The most common failing is simply to use a redescription of something as an explanation for it. Some comments illustrated a division between dealers who believed the dollar problems were caused by a strong mark and others who believe the strong mark had its roots in a weak dollar. More interestingly, they are apparently inconsistent with the most fundamental principle of economic analysis of markets. For economists it is "irrational" to believe you can predict a change in prices without believing it will be in response to new information.

For the economist, the Japanese financial year-end could not have an impact on the value of the yen, as many have argued. If if did, someone less intelligent than Nick Leeson could anticipate the coming end of the year, and buy yen in advance.The Kobe earthquake, in contrast, could have an effect on the price of the yen, but that would be because only someone a great deal more informed than Nick Leeson could ever have anticipated it.

The market participants, however, have never taken economists too seriously. They see there are such things as psychologically important levels. They know that when the franc falls below 3.55, instead of thinking "how cheap francs are, I should buy some more," people might easily think the reverse.

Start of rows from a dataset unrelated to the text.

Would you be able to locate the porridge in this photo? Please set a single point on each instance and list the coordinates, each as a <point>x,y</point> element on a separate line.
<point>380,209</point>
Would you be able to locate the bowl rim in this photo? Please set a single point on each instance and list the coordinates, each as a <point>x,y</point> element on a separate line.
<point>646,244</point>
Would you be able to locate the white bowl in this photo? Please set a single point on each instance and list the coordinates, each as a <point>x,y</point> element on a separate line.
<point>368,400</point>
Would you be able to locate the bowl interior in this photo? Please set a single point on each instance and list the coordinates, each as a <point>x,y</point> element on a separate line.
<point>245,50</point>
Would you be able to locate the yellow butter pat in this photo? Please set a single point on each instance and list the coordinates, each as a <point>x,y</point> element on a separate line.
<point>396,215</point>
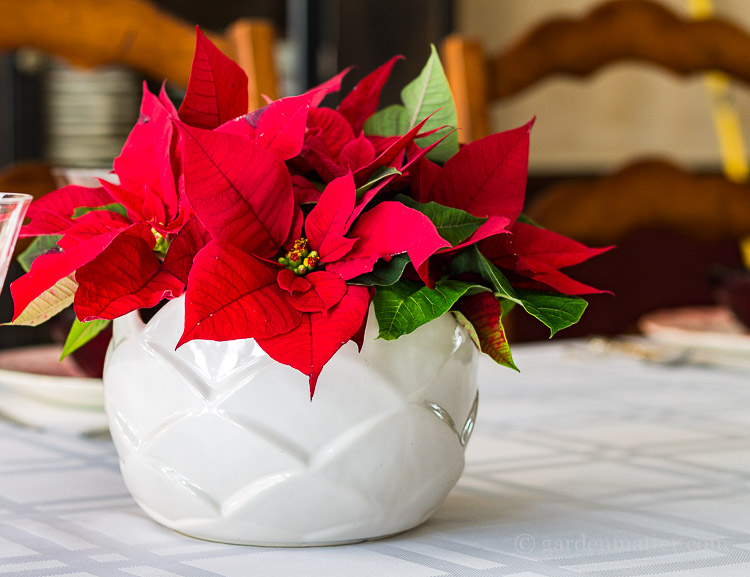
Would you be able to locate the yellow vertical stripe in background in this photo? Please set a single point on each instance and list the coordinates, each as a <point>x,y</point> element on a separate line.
<point>725,117</point>
<point>726,122</point>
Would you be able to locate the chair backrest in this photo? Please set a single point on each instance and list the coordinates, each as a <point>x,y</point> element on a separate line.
<point>672,227</point>
<point>615,31</point>
<point>136,34</point>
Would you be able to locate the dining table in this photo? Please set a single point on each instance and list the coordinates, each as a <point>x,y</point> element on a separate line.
<point>589,461</point>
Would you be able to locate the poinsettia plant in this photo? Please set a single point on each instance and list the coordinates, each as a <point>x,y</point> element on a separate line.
<point>287,223</point>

Economists long ago conceded that markets do not operate exactly as efficient markets theory suggests. They acknowledged that there could be speculative bubbles in markets, in which more or less rational market participants could knowingly continue to trade while prices deviated from "fundamental value". You could have "pyramid selling", near worthless items selling for high prices, merely because the buyer believes someone else will buy at an even higher price.

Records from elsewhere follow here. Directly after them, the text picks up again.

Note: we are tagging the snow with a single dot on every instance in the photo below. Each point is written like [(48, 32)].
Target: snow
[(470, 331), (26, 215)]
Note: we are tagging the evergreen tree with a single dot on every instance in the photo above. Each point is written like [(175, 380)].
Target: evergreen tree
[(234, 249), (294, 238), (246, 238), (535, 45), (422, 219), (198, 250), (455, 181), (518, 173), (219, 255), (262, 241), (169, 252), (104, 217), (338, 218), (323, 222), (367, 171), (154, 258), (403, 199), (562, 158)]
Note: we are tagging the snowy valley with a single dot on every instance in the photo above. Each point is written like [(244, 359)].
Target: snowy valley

Bubble-like behaviour - which is seen as rational by some, and irrational by others - is invoked to explain crashes and volatility in markets. And it certainly seems to be doing its fair share of work this week. When the plethora of explanations offered in the media for different market events is so confused, and thin of substance, you can be sure that it is not the fundamental values which are driving the changes. Changes in the fundamentals are normally relatively easy to agree upon.

It is when the fundamentals are not so obvious, the task becomes harder: to predict what others are thinking. In that event, dealers grapple for a standard: an argument that is useful not because it describes reality, but because everybody else accepts it. It is similar to battles we observe in consumer electronics, when a product is useful not so much because it is better than its rivals, but because everybody else uses it (so you can get the software).

We know that standards evolve in unsettling jumps rather than incrementally. We lurch from vinyl records to CD; we don't stop at in-between stations as we once did in the evolution of motor cars. That is because it is hard to displace a standard once it is in operation.

One way of looking at recent market instability is as a collapse of an old standard - the old relative values of the mark, dollar and other European currencies, accompanied by an unsettling jump towards a new standard. The old rates looked wrong; once the perception became widespread, they dismantled themselves. The new trading ranges have yet to settle.

The analogy does not offer a clear vision of which way markets will turn. One view is to argue that if bubble theory is relevant, and the concept of standards is useful in understanding the changing views of the dealer community, then the markets have probably overreacted in recent days; bubble positions (in the mark) have accumulated. They will fall back as fundamentals reassert themselves. But, equally, they will not fall back to where they were. The old range has passed.

At the risk of sounding like a dealer, poised to be quoted in some Reuter copy, in my view the worst may not be over, but an improvement in dollar fortunes - at least relative to the mark - will probably be forthcoming before long.